Dunia perbioskopan di Indonesia nampaknya bakal bergairah pada tahun 2015. Selain karena adanya pemain baru Cinemaxx yang berkomitmen membangun 1.000 layar hingga 2019. Juga semakin bermunculnya kota-kota berkembang yang memiliki pendapatan kelas menengah yang meningkat.
Pemain lama Cinema XXI (PT Nusantara Sejahtera Raya) telah menyiapkan berbagai langkah untuk mempertahankan tampuk kepemimpinannya di industri bioskop Tanah Air. Perusahaan yang berdiri sejak tahun 1983 ini akan menambah jumlah layarnya dari 758 layar pada saat ini, menjadi 1.000 layar pada tahun 2017. Artinya, selama dua tahun ke depan, Cinema XXI akan menambah 242 layar di Indonesia.
“Setiap tahun, kami membangun minimum 12 hingga 15 bioskop baru. Tahun depan, kami akan fokus buka di luar Jakarta, seperti di existing market kami, antara lain di Solo, Yogyakarta, Palembang, dan Manado.
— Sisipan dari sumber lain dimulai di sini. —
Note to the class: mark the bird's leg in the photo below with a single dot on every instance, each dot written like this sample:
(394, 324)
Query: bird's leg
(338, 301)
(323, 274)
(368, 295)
Fokus kami ke depan juga akan membuka cabang di daerah yang belum terjamah layar bioskop, seperti Palu, Gorontalo, Tanjung Pinang, Mataram, Lombok, Singkawang, Padang, dan Papua. Kami ingin masuk sebanyak mungkin,” ucap Catherine Keng, Corporate Secretary Cinema XXI.
Catherine melanjutkan, untuk membangun satu layar bioskop, pihaknya mesti menggelontarkan dana Rp 2 miliar. Setengah dari dana itu digunakan untuk membeli alat proyektor. Sedangkan sisanya lagi digunakan untuk membangun interior ruang. Dana itu pun kata Catherine di luar dari biaya lokasi yang biasanya disewa XXI selama kurang lebih 10 tahun. Dari segi teknologi, Cinema XXI juga akan menambah layar dengan sistem audio Dolby Atmos, dari 17 layar saat ini menjadi 100 layar sepanjang tahun 2015.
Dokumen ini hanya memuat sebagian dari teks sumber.